Proxy advisory companies such as Glass Lewis and ISS advise investors or vote on their behalf on any particular issue that’s put to a shareholder vote.
Requesting ‘Right-of-Center’ Options for Corporate Voting
Asset managers, who are often unable to analyze the hundreds or thousands of corporate issues that come up for shareholder votes each year across their portfolios, can choose among a number of “off-the-shelf” voting policies provided by proxy advisers. These include an ESG option, which could then signal to ISS and Glass Lewis to vote that fund’s shares in favor of, for example, reducing fossil fuels or implementing racial-equity policies among employees.But Robert Netzly, CEO of Inspire Investing, argues that these proxy agents don’t offer standardized options for conservative shareholders.
“So we’re asking them to change that and just give us and all investors that use their services some actual right-of-center options that don’t take a PhD in proxy voting to figure out how to use.”
The asset managers’ letter asks that the proxy advisers “provide off-the-shelf specialty proxy voting policies for investors who do not subscribe to central ESG provisions (who instead favor proposals ... against illegal discrimination against anyone; oppose restriction of services on ideological grounds; prefer to see market forces determine appropriate energy sources), and make it as accessible as the various ESG-aligned options.”
We Don’t Push an ESG Agenda, ISS Says
However, ISS stated that it offers “a wide array of house policies” and denied that its services and offerings are exclusively left-leaning. Responding to a request for comment, the company cited this June 13 statement from Gary Retelny, president and CEO: “Our proprietary benchmark policy, which often garners media attention, is developed with market input and takes a case-by-case approach to evaluating shareholder proposals, including those seen as ESG.“In 2022, a record year for environmental and social shareholder resolutions in the U.S., and for S&P500 constituents, ISS’ benchmark policy supported just 52 percent of all shareholder proposals characterized as ‘environmental’ or ‘social’ while supporting more than 96 percent of management resolutions. This is hardly the track record of an activist or advocacy organization pushing an ESG agenda.”

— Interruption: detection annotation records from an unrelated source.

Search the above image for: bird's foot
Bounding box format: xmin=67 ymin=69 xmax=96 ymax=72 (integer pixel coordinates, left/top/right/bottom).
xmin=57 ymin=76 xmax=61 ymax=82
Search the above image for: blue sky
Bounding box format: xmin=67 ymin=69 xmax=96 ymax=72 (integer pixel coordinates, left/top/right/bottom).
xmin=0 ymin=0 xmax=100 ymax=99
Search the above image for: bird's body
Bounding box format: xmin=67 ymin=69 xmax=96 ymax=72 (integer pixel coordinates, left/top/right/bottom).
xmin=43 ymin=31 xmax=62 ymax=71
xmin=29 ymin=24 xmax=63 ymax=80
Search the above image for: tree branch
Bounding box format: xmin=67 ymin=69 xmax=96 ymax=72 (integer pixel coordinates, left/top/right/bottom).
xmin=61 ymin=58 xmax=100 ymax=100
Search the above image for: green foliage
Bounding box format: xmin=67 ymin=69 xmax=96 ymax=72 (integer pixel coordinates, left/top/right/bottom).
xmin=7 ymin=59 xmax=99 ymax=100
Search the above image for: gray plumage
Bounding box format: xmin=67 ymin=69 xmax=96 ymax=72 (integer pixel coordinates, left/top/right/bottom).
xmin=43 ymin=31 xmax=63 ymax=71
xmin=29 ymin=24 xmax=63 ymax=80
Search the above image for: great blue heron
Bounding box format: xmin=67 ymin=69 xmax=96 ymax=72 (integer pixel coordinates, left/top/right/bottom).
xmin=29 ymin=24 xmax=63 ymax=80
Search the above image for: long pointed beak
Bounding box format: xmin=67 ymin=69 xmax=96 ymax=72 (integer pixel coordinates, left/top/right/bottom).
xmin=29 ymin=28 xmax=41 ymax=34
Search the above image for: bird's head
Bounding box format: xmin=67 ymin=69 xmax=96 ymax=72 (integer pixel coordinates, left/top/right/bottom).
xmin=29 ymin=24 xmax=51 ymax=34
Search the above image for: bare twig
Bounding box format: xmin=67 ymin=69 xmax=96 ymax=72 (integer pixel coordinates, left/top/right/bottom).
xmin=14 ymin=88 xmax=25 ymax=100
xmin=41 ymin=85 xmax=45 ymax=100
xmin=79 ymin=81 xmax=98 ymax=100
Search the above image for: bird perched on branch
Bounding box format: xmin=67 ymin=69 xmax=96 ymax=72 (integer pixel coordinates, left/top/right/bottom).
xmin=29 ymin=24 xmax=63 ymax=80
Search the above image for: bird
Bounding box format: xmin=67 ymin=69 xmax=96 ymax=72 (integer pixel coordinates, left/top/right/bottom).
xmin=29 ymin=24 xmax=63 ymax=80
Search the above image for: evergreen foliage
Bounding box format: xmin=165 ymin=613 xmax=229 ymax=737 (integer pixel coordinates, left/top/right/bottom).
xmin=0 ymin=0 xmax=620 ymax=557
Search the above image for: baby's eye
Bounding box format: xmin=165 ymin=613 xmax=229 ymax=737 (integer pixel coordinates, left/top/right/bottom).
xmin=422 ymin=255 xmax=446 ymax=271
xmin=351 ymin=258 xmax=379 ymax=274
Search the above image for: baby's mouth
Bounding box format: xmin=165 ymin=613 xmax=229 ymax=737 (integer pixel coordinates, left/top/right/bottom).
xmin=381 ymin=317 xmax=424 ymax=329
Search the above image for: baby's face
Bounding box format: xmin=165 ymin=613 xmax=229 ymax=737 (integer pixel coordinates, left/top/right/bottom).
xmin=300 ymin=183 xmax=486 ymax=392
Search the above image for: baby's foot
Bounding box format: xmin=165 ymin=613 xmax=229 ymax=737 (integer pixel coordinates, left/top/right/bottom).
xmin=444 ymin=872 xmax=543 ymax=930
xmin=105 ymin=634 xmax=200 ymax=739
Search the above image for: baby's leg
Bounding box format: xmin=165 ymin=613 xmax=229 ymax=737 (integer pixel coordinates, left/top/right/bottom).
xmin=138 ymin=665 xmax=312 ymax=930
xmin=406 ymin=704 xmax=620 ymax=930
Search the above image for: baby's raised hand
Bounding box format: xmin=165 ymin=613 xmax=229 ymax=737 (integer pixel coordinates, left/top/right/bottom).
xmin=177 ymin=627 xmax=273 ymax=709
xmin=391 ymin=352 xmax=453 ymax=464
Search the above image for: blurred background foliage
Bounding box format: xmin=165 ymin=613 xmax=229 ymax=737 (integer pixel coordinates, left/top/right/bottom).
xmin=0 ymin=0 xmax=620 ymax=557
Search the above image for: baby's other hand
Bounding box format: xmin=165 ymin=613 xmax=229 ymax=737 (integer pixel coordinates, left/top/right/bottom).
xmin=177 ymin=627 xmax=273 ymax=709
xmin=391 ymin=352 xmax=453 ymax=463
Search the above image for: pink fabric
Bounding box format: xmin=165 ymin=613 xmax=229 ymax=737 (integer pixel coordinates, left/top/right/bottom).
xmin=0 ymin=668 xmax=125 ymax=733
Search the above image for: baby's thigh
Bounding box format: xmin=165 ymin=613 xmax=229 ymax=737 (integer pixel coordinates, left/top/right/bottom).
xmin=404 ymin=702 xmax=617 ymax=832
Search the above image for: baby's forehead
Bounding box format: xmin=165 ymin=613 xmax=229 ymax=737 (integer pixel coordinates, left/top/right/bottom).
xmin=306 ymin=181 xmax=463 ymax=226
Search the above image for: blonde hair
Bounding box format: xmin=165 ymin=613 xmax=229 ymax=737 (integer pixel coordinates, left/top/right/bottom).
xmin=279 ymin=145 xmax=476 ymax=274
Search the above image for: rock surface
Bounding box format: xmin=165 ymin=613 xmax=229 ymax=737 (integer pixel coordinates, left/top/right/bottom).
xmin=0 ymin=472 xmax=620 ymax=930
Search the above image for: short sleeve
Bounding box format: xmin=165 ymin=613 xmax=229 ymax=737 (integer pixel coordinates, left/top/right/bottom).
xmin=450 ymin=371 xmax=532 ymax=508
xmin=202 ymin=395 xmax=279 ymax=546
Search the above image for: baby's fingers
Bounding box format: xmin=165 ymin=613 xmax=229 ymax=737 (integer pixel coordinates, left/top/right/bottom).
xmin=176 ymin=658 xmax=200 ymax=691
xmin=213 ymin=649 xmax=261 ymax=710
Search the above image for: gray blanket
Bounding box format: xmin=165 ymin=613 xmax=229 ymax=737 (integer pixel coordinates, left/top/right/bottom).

However, Jeremy Tedesco, senior vice president of the Alliance Defending Freedom, told The Epoch Times: “When publicly traded companies are called out for embracing ESG, they claim they are just listening to their shareholders, but because of the vast influence [proxy agents] exercise over how shares are voted, ISS and Glass Lewis’s biased voting standards result in a one-way conversation.
“These firms support a vast majority of left-of-center, pro-ESG shareholder proposals and effectively block proposals from conservative shareholders seeking to hold companies accountable for the anti-free speech and anti-religious behavior that ESG demands.”
Risks of Political Causes
In their letter, conservative fund managers asked the proxy agents to “begin the process of restoring trust” by supporting investors’ efforts to “ask companies about the risks of taking political stands on contentious social issues” such as “politicized debanking, decarbonization, or brand politicization as was recently the case with JPMorgan Chase, Target and Bud Light.”“You’ve alienated the left and you’ve alienated the right at the same time, so you’re left with a boycott from both sides. Our view is just stay out of these politically divisive issues.”
“I don’t think ISS and Glass Lewis really see themselves as activists,” Mr. Netzly said. “I think they believe their own rhetoric that they’re being passive ... but their version of centrist and unbiased is definitely not what most people would define as centrist and unbiased.”
He said he believes that there’s demand for conservative options for shareholder voting.
“If and when we get these options from ISS and Glass Lewis for conservatively oriented viewpoints that are just a menu item that you can select, I think they’re going to be overwhelmed, completely taken by surprise, by the flood of their client base using those voting guidelines,” Mr. Netzly said. “I think it’s going to be a landslide, and they’re totally clueless about how large of a landslide that’s going to be.”
Representatives for Glass Lewis were asked to comment for this article but didn’t respond.